What he fails to understand is that art is more than just a hobby for me – it's a passion, a calling, a vocation. As an aspiring artist, I pour my heart and soul into my creative endeavours, treating them with the same level of seriousness and dedication as any nine-to-five job. While I'm waiting for my job application to be accepted, I will spend my time on my creative endeavours, honing my skills and working towards my dream of making a career out of my art. I hope that with time, my father will come to see the value and significance of my artistic pursuits, and we can find common ground in our differing perspectives.
So when my dad suggested that I should devote my Saturdays to working on my art projects, I couldn't help but feel a surge of anger and frustration. After all, Saturday – or "Shabbat," as I like to call it – is my designated day of rest, a day set aside for relaxation and rejuvenation. I religiously observed Saturday as my free day like the Jews and Sabbatarian Christians did, as I learned it from the Bible itself. I hold fast to the principle that Saturdays are meant to be enjoyed free from the burdens of work and obligation. This day of rest allows me to recharge and focus on my spiritual well-being.
The fact that Saturday is my free time and rest day explains why I choose to do laundry on Saturdays while Church days are on Sundays, and it will be reversed as well, as I dedicate weekends to have a break from my creative endeavours.
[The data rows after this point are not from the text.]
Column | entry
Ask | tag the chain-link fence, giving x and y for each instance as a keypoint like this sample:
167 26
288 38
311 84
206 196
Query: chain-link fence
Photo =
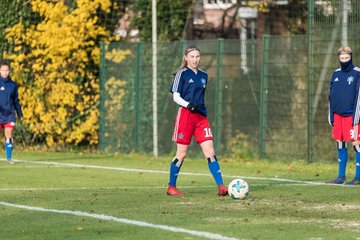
267 99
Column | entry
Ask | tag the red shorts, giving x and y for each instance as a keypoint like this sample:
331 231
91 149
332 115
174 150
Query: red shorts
188 124
7 125
343 130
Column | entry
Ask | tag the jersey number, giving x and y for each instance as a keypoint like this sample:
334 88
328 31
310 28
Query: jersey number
208 132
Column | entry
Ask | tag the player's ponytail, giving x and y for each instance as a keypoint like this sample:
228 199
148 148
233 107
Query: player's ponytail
187 50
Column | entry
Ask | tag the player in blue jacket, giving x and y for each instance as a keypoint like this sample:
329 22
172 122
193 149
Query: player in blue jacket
9 104
344 113
188 90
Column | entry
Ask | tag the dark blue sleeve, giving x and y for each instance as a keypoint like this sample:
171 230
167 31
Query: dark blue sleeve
17 103
331 112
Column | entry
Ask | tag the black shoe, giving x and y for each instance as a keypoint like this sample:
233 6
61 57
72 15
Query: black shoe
355 181
339 180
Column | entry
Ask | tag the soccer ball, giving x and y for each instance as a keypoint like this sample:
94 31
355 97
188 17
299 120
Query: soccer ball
238 189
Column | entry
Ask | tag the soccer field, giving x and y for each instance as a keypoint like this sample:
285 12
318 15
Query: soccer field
97 196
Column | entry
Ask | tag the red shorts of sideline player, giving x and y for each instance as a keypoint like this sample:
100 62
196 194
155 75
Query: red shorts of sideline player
188 124
343 130
7 125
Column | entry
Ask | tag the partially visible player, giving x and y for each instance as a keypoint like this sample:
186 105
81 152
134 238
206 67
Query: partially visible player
344 113
188 90
9 104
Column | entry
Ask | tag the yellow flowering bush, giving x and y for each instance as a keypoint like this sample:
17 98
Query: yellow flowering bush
54 64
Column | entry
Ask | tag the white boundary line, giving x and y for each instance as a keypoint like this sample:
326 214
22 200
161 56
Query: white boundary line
166 172
123 220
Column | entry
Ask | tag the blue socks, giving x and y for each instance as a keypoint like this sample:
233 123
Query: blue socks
8 148
357 160
342 159
215 170
174 171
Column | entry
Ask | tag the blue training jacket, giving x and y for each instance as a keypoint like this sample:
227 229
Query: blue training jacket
344 94
9 101
191 87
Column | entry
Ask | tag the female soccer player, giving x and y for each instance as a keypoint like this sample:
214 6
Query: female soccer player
9 103
344 113
188 90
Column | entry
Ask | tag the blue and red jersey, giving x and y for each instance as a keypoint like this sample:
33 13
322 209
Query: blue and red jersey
9 101
344 94
191 87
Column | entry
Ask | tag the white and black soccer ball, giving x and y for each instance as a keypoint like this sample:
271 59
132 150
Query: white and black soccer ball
238 189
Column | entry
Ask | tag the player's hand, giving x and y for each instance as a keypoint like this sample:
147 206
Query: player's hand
192 108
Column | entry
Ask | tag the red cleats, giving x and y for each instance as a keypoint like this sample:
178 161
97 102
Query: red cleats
222 190
173 191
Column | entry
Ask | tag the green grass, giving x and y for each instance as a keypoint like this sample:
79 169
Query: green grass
273 210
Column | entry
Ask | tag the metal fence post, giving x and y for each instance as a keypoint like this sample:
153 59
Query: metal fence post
218 92
263 96
102 108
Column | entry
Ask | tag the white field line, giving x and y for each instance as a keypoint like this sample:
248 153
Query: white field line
122 220
166 172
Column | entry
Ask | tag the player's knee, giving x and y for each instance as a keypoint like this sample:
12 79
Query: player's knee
356 148
181 156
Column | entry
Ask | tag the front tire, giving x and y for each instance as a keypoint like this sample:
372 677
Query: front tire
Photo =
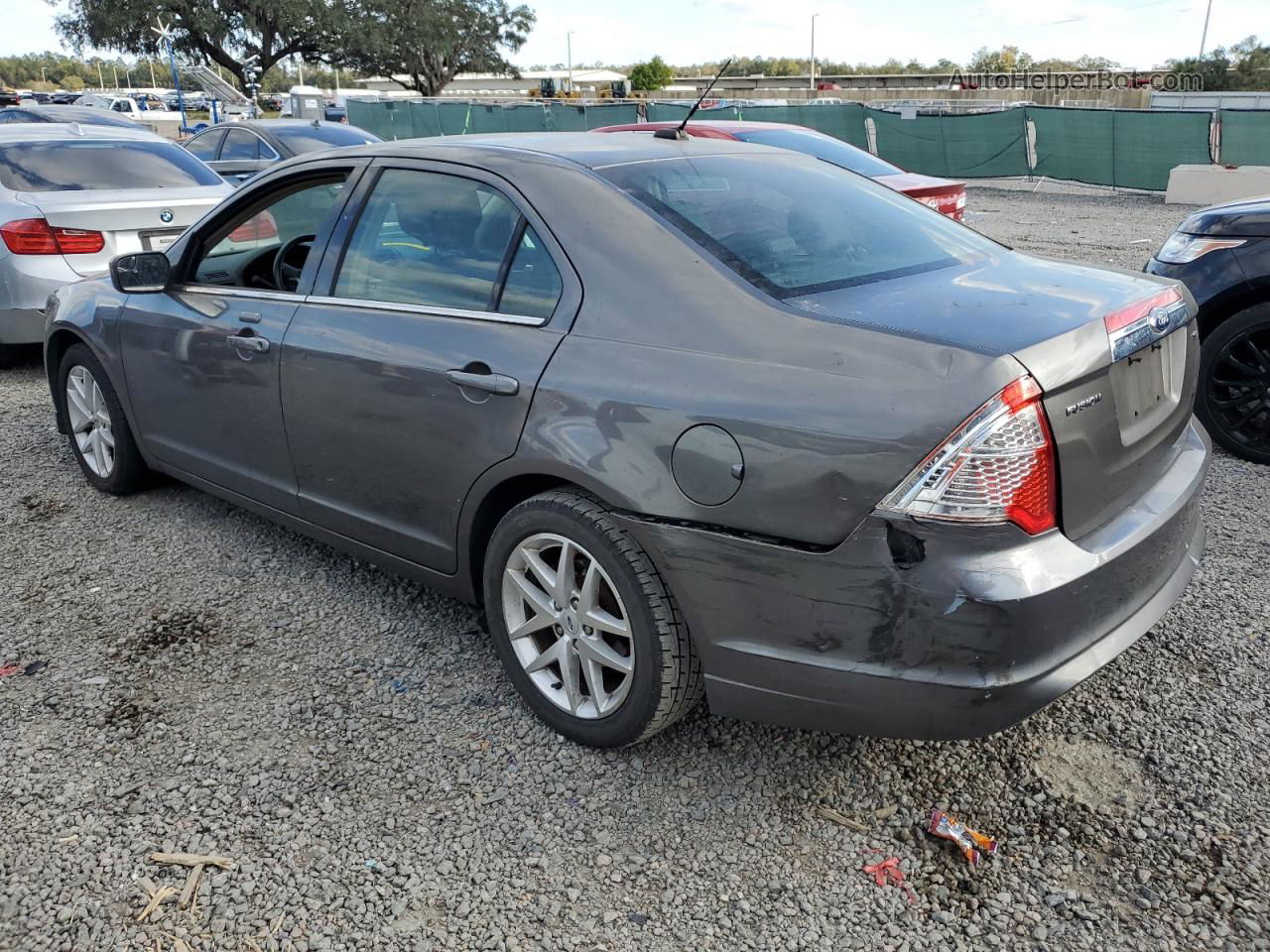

Contrary to what the Pharisees thought, resting on Shabbat doesn't necessarily mean complete inactivity or total disengagement, as if, too much laziness. Jesus clarifies that in the Gospels by emphasising the importance of doing good deeds and acts of kindness on this day. This aligns with my belief that rest should also involve activities that nourish the soul and bring joy to others.
I understand why my dad had that kind of thinking. You see, while my parents identify as Roman Catholics and adhere to the traditional Sunday worship, I have chosen to embrace Protestantism as it is more Biblically adherent. My way of choosing Saturday as my day of rest is based on the Bible, which indicates that Shabbat is on Saturday and that Sunday worship is just an invention of Roman Catholicism. While I respect their beliefs and traditions, I cannot help but feel a sense of disconnect, a sense that I am the odd one out in a family that values conformity and tradition above all else.
In the end, I suppose this is just another chapter in the ongoing saga of family dynamics and interpersonal relationships. We all have our quirks and idiosyncrasies, our beliefs and values that shape the way we interact with the world around us. And while these differences may sometimes lead to friction and conflict, they also serve to remind us of the richness and diversity of the human experience. Perhaps, in the end, that's something worth celebrating – even if it means navigating the occasional laundry-related skirmish along the way. After all, those differences are what make life interesting and unique.